The loss function versus curve is shown in fig. 4 when trained and tested using a conventional YOLOv3 network and an improved YOLOv3 network. It can be seen that the improved YOLOv3 network converges faster than the conventional YOLOv3 network, and the loss function of the improved YOLOv3 network decreases lower after the loss function has stabilized.

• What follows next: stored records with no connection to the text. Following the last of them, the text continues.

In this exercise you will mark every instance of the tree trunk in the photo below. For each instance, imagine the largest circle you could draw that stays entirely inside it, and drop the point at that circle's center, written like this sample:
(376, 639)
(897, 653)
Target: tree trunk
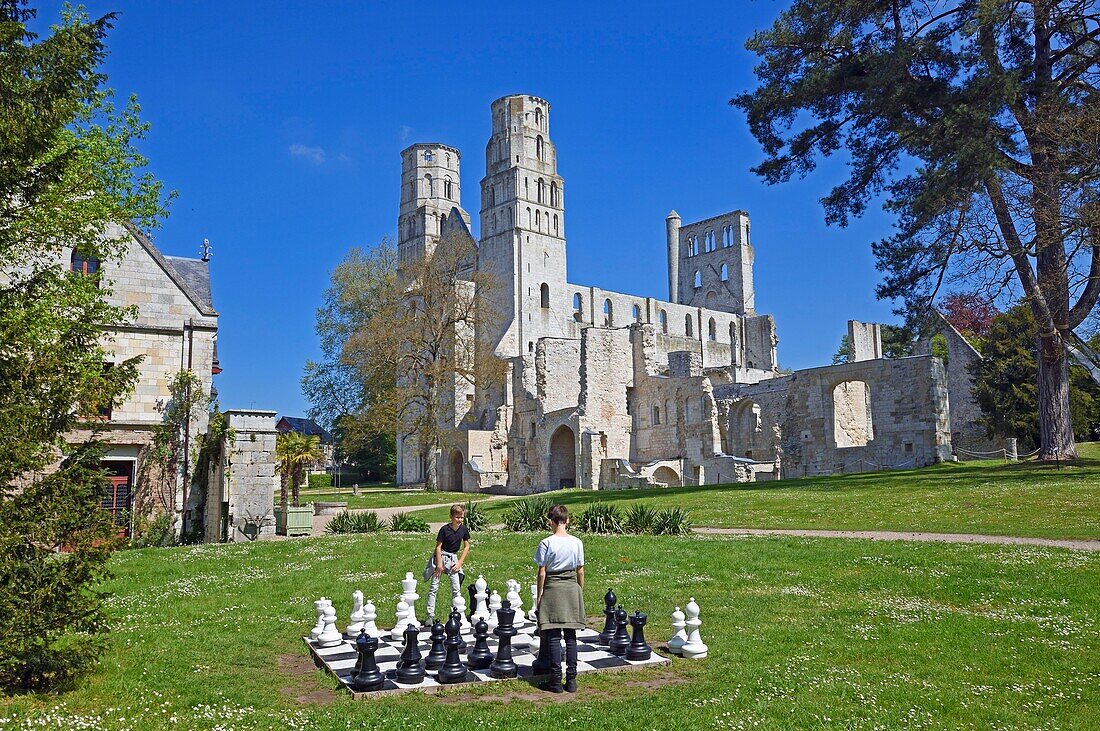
(1055, 420)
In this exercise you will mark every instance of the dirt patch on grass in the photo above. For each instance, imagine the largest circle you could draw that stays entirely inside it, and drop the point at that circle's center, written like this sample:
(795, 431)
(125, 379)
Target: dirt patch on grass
(298, 668)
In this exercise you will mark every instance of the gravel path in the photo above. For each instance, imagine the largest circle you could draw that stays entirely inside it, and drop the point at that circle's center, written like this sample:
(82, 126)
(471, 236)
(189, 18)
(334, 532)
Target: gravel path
(904, 535)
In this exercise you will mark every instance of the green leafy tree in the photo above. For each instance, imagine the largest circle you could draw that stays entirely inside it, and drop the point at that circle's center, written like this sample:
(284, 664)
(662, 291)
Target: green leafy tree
(1004, 384)
(979, 123)
(294, 454)
(67, 170)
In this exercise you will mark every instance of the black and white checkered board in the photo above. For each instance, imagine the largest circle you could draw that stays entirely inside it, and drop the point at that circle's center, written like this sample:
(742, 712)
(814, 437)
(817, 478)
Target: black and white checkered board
(340, 660)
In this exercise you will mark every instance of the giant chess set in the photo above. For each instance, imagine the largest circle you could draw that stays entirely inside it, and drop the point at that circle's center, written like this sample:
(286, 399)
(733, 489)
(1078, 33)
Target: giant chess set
(497, 640)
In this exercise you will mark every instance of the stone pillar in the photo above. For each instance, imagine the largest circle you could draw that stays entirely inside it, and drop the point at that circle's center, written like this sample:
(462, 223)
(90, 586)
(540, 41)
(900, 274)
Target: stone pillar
(672, 233)
(251, 483)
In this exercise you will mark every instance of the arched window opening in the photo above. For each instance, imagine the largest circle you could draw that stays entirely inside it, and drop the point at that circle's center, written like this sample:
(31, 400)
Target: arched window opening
(83, 265)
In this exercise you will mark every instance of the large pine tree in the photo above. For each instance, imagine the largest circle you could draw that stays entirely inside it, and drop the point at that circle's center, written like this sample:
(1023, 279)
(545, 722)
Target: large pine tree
(979, 122)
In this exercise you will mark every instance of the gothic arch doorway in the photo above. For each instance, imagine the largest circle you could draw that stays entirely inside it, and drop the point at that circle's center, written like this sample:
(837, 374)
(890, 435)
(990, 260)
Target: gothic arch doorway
(562, 458)
(457, 471)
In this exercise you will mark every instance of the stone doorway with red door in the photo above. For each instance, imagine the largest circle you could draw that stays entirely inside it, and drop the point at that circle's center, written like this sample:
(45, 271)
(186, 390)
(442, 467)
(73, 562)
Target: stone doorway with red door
(119, 498)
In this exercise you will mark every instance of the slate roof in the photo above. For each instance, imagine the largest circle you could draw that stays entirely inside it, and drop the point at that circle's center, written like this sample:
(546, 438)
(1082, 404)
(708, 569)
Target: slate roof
(304, 425)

The above description is only of the preferred embodiments of the present invention, and it should be noted that: it will be apparent to those skilled in the art that various modifications and adaptations can be made without departing from the principles of the invention and these are intended to be within the scope of the invention.

Claims

1. An SAR image target detection method based on an improved YOLOv3 network is characterized in that: the method comprises the following steps:

step 1, preparing an SAR image training data set, attaching a labeling frame parameter to each known target in the data set, wherein the method comprises the following steps: frame center coordinates, frame width and height, object category and confidence; inputting the SAR image training data set into a Darknet53 network, and performing feature extraction on the SAR image to obtain a basic feature map of the SAR image;

step 3, inputting the multi-scale feature map into a prediction network, and adjusting and optimizing the parameters of the candidate frame;

2. The SAR image target detection method based on the improved YOLOv3 network as claimed in claim 1, characterized in that: in step 3, the candidate frame parameters need to be initialized before being optimized, where the initial values of the frame width and height parameters are calculated as follows:

(2) And (3) clustering the size of the marked frame by a k-means clustering method, wherein the distance metric d used for clustering is calculated as follows:

d(A,B)＝1-r _IOU (A,B)

wherein A and B are two different bounding boxes, r _IOU Representing the cross-over ratio operation, r _IOU (A, B) represents the intersection ratio between the bounding boxes A and B, n represents the intersection operation, and u represents the union operation;

3. The method for detecting the SAR image target based on the improved YOLOv3 network as claimed in claim 1, wherein: in step 4, the loss function is expressed as follows:

l _total ＝l _box +l _cls +l _obj

frame regression loss l _box Is represented as follows:

and

is shown as B _i,j And with

representing a label frame corresponding to the ith grid;

loss of classification l _cls Is represented as follows:

wherein p is _i，j The probability that the jth candidate box for the ith mesh is predicted to contain the target,

loss of confidence l _obj Is represented as follows:

wherein λ is _noobj Is a weighting factor;

representing whether the jth candidate frame of the ith grid contains a target or not, wherein the value of no target is 1, and otherwise, the value is 0; c _i,j The confidence score for the jth candidate box representing the ith mesh,

r mentioned above _GIOU The calculation is as follows:

wherein D is the smallest closed convex surface of bounding box a and bounding box B, i.e. the smallest box that can enclose them; d \ represents the rest part of the union of the A and the B in the D;

where u is the candidate box parameter,

is the label box parameter.

4. The SAR image target detection method based on the improved YOLOv3 network as claimed in claim 3, characterized in that: the confidence score C _i，j The calculation is as follows:

is shown as B _i,j And

and representing the label box corresponding to the ith grid.